Regarding the conflict we are engaged in against Iran, I would like to offer some insight into who is on the side of justice and God's will, because it certainly is not the iron-fisted Iranian government or the radical Islamist clerics that control it.

Spiritual judgment is God's alone. Only He sees the heart, knows the whole story, and understands the hidden motives, wounds, temptations, and pressures that shape a soul. Only He can separate the sinner from the sin without destroying the person. This is why Jesus warns us not to judge the soul—we can't see deep enough, know enough, or love enough. But humility doesn't mean doing nothing.
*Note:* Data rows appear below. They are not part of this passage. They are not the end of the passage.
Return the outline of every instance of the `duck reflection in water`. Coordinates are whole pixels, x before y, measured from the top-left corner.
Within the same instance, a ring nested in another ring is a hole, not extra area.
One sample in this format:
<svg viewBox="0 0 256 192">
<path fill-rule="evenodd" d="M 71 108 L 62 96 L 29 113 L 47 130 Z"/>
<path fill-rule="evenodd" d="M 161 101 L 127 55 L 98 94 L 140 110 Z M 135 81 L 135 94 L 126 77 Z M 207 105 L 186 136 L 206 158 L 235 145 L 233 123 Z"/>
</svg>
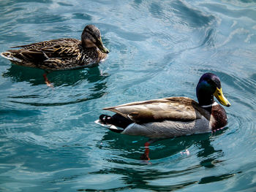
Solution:
<svg viewBox="0 0 256 192">
<path fill-rule="evenodd" d="M 157 190 L 159 190 L 159 185 L 154 185 L 154 183 L 149 183 L 150 185 L 148 185 L 148 181 L 151 180 L 152 178 L 154 178 L 154 180 L 157 180 L 178 177 L 181 175 L 196 173 L 201 167 L 211 169 L 220 165 L 222 160 L 219 158 L 224 156 L 224 153 L 222 150 L 214 149 L 211 142 L 217 139 L 226 130 L 225 128 L 216 133 L 165 139 L 154 142 L 152 144 L 154 145 L 151 146 L 154 153 L 151 153 L 151 158 L 154 161 L 155 165 L 161 164 L 161 167 L 166 167 L 163 169 L 156 169 L 155 166 L 144 166 L 141 165 L 141 161 L 136 161 L 138 159 L 139 152 L 141 151 L 141 147 L 139 146 L 141 146 L 146 140 L 146 138 L 140 137 L 138 139 L 138 137 L 126 135 L 113 137 L 114 133 L 106 132 L 102 137 L 102 144 L 98 147 L 108 151 L 108 153 L 110 153 L 110 154 L 113 154 L 112 156 L 107 157 L 104 155 L 103 157 L 110 164 L 109 167 L 105 167 L 100 171 L 91 174 L 120 174 L 124 175 L 122 177 L 124 183 L 129 186 L 132 185 L 132 188 L 147 190 L 157 188 Z M 182 161 L 184 155 L 179 155 L 180 152 L 186 150 L 191 150 L 189 148 L 193 148 L 193 153 L 195 152 L 197 157 L 197 161 L 194 161 L 194 163 L 191 164 L 187 164 L 187 160 Z M 181 164 L 176 168 L 173 166 L 173 162 L 176 164 L 177 161 Z M 143 164 L 145 162 L 148 163 L 147 161 L 143 161 Z M 115 164 L 115 166 L 111 164 Z M 116 164 L 121 165 L 121 166 L 116 165 Z M 169 164 L 170 167 L 168 166 Z M 225 180 L 226 177 L 219 177 L 216 179 Z M 197 175 L 190 180 L 161 185 L 161 190 L 164 191 L 181 190 L 181 188 L 187 187 L 187 185 L 205 182 L 206 180 L 206 177 L 202 177 L 202 175 Z M 213 180 L 207 181 L 208 183 L 214 182 Z"/>
<path fill-rule="evenodd" d="M 45 71 L 39 69 L 29 68 L 17 65 L 12 65 L 7 72 L 3 74 L 4 77 L 10 77 L 15 82 L 28 82 L 36 86 L 45 84 L 41 78 Z M 105 79 L 108 75 L 102 75 L 99 66 L 68 71 L 56 71 L 49 74 L 49 79 L 55 87 L 70 86 L 87 80 L 89 82 L 95 82 Z"/>
</svg>

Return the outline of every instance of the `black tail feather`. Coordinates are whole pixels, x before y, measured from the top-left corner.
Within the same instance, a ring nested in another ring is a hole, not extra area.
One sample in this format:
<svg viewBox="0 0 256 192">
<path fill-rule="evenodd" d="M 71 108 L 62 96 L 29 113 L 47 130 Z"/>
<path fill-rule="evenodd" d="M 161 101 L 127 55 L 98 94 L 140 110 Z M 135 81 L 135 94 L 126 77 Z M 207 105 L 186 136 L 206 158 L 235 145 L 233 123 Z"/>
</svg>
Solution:
<svg viewBox="0 0 256 192">
<path fill-rule="evenodd" d="M 126 128 L 129 124 L 133 123 L 130 119 L 124 118 L 117 113 L 112 117 L 104 114 L 100 115 L 99 120 L 105 124 L 111 124 L 123 128 Z"/>
</svg>

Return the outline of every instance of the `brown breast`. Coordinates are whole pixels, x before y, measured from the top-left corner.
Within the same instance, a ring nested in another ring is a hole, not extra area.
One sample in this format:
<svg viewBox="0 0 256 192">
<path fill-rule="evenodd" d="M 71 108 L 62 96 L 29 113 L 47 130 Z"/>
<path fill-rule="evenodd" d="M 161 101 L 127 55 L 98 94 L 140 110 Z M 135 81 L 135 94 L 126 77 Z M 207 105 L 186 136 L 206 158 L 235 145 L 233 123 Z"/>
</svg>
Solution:
<svg viewBox="0 0 256 192">
<path fill-rule="evenodd" d="M 213 131 L 223 128 L 227 125 L 227 119 L 226 112 L 219 104 L 212 107 L 210 123 Z"/>
</svg>

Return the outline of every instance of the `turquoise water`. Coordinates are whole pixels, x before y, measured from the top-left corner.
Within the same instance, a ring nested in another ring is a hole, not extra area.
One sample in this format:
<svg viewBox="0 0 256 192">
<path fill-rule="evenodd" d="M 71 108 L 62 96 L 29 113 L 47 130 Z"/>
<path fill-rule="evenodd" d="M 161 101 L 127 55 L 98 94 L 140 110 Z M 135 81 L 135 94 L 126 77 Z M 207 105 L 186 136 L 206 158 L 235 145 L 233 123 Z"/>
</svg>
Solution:
<svg viewBox="0 0 256 192">
<path fill-rule="evenodd" d="M 0 58 L 1 191 L 255 191 L 255 1 L 0 1 L 0 52 L 89 23 L 110 50 L 93 68 L 50 73 Z M 146 138 L 94 121 L 102 108 L 195 97 L 217 74 L 231 103 L 214 134 Z"/>
</svg>

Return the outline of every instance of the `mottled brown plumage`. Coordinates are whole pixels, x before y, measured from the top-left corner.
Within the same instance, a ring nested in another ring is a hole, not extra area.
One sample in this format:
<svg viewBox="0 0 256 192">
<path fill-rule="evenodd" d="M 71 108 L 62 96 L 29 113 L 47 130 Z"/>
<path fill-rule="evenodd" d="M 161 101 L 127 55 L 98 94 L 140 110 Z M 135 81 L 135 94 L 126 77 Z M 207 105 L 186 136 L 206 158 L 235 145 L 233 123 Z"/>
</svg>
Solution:
<svg viewBox="0 0 256 192">
<path fill-rule="evenodd" d="M 86 26 L 81 41 L 59 39 L 12 47 L 1 55 L 12 63 L 48 70 L 64 70 L 88 66 L 107 57 L 108 50 L 103 45 L 99 30 Z"/>
</svg>

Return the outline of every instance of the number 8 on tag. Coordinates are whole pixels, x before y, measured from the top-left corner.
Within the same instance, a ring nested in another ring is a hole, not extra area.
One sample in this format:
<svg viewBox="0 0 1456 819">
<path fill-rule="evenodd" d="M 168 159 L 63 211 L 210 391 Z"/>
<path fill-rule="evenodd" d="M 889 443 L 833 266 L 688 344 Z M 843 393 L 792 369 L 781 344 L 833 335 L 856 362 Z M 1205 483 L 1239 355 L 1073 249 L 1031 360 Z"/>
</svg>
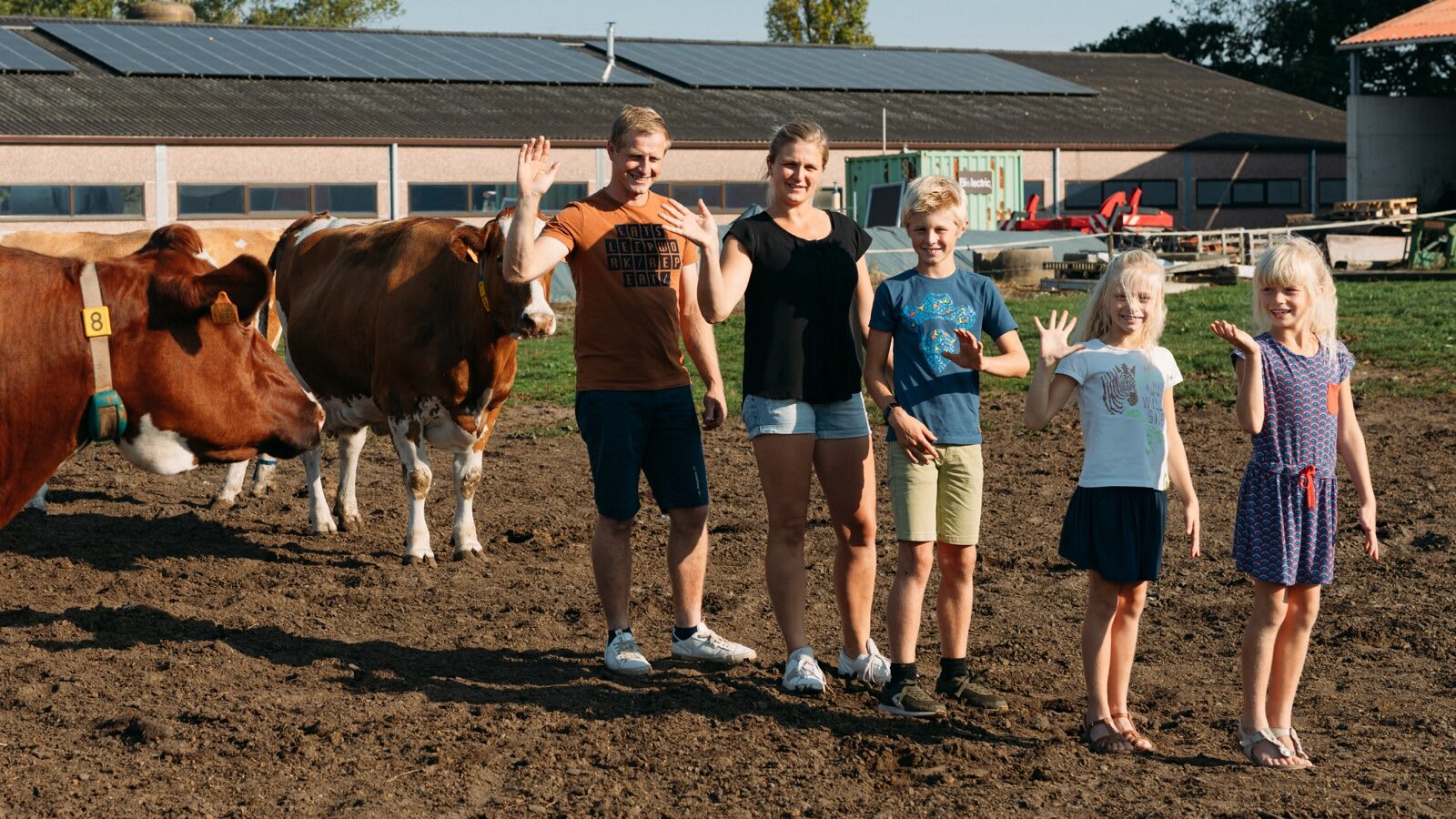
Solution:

Justice in the physical realm is our responsibility. If it's ignored, if wrongdoing goes unchecked, if cruelty is left to run free, chaos takes over and evil wins. This isn't a contradiction—it's a moral division of labor. God judges the soul. We judge the deed. God holds eternity; we protect the vulnerable. God sees the heart; we uphold the law. We can pray for the souls of tyrants while also resisting them, saying both, "Christ died for these men" and "They must be stopped." That's not a contradiction—it's Christian realism.

Why Both Are Necessary

If we try to take God's role—judging the soul—we become self‑righteous, vindictive, and blind to our own darkness. If we ignore our role—pursuing justice—we become passive, cowardly, and complicit in suffering. But when we hold both together, we live as humans were meant to: resisting evil without becoming it; pursuing justice without losing mercy; fighting darkness without letting it poison the soul. This balance keeps the world from chaos, the heart from pride, and the soul light enough to rise. It's the kind of soul that returns home like rain to the earth—having resisted evil, looked for the good, left judgment to God, and done justice on earth.

What we are doing in Iran is long overdue. Not only for the thousands of Americans and others who have been killed, maimed for life, or had their lives ruined by wars of attrition that never seem to end—it is also justice for the millions of Iranians who have suffered under the despotic rule of an ancient religion that is long overdue for reformation similar to what Europe went through in the 16th century. The hatred that these radicals have for Israel and America must be eradicated, or there will never be peace in the modern world.

This is "Christian realism" in action—resisting evil decisively while leaving the ultimate judgment to God. It's not vengeance; it's containment and potential liberation. The hatred toward Israel, America, and the West's values is baked into the regime's ideology, exported via proxies. Eradicating that requires weakening the structures that sustain it.

Pray for wisdom for leaders, protection for civilians (Iranian, Israeli, American, and others caught in the crossfire), and for hearts to turn—both oppressors and the oppressed. May justice prevail without descending into unchecked wrath, and may the vulnerable find relief. Guard the good, resist the destructive, and trust the deeper story to the One who sees all.